France had suggested a multibillion-euro, EU-wide government bailout plan but backed off after Germany said banks must find their own way out.

French President Nicolas Sarkozy’s top adviser, Claude Gueant, insisted that a “common European plan” had come out of the summit.

“What is certain and what the citizens of France and Europe must know is that their (banking) establishments won’t be left in difficulty,” he told Europe-1 radio on Sunday.

Icelandic banks expanded rapidly after deregulation of the domestic financial market in the 1990s and have combined foreign liabilities in excess of 100 billion euros – dwarfing the country’s gross domestic product of 14 billion euros.

The government last week took over Iceland’s third-largest bank, Glitnir, a decision that prompted major credit ratings agencies to downgrade the country’s four major banks and its government rating.
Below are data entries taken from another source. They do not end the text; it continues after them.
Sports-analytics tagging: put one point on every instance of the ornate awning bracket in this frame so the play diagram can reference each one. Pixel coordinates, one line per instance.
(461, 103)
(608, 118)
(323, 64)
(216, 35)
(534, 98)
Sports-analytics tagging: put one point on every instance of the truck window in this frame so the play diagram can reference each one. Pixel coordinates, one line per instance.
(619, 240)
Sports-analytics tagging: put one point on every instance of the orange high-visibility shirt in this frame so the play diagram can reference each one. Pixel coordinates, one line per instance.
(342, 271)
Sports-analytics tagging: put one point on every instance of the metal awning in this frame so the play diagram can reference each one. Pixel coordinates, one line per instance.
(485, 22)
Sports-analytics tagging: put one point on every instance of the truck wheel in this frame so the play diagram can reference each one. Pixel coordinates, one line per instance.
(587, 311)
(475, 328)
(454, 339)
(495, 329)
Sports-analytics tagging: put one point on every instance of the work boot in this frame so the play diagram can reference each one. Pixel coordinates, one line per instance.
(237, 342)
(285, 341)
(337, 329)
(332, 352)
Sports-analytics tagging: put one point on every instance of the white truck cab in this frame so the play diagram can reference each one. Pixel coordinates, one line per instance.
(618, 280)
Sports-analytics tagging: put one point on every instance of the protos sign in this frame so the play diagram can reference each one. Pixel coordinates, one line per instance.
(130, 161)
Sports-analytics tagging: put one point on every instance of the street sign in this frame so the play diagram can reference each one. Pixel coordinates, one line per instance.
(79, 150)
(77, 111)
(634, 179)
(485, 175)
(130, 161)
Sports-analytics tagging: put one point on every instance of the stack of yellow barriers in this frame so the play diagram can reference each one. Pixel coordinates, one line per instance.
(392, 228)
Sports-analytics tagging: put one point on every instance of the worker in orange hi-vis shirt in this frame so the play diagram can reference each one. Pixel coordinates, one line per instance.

Looming large was a growing sense that the Federal Reserve and Europe’s major central banks – which have been flooding euros and dollars to banks that have grown increasingly unwilling to lend money even to themselves – were ready to institute emergency cuts to their benchmark interest rates this week.

None of the banks, including the European Central Bank and Bank of England, have commented on potential rate hikes or cuts. But analysts believe the Bank of England, which meets this Thursday, will likely lower its rate below 5 percent. The ECB left its rate unchanged at 4.25 percent on Thursday, but opened the door to a rate cut.

Robert Brusca, chief economist at the New York-based Fact and Opinion Economics, said that the ECB does issue such a cut it would be a sign “that they’re really, really scared.”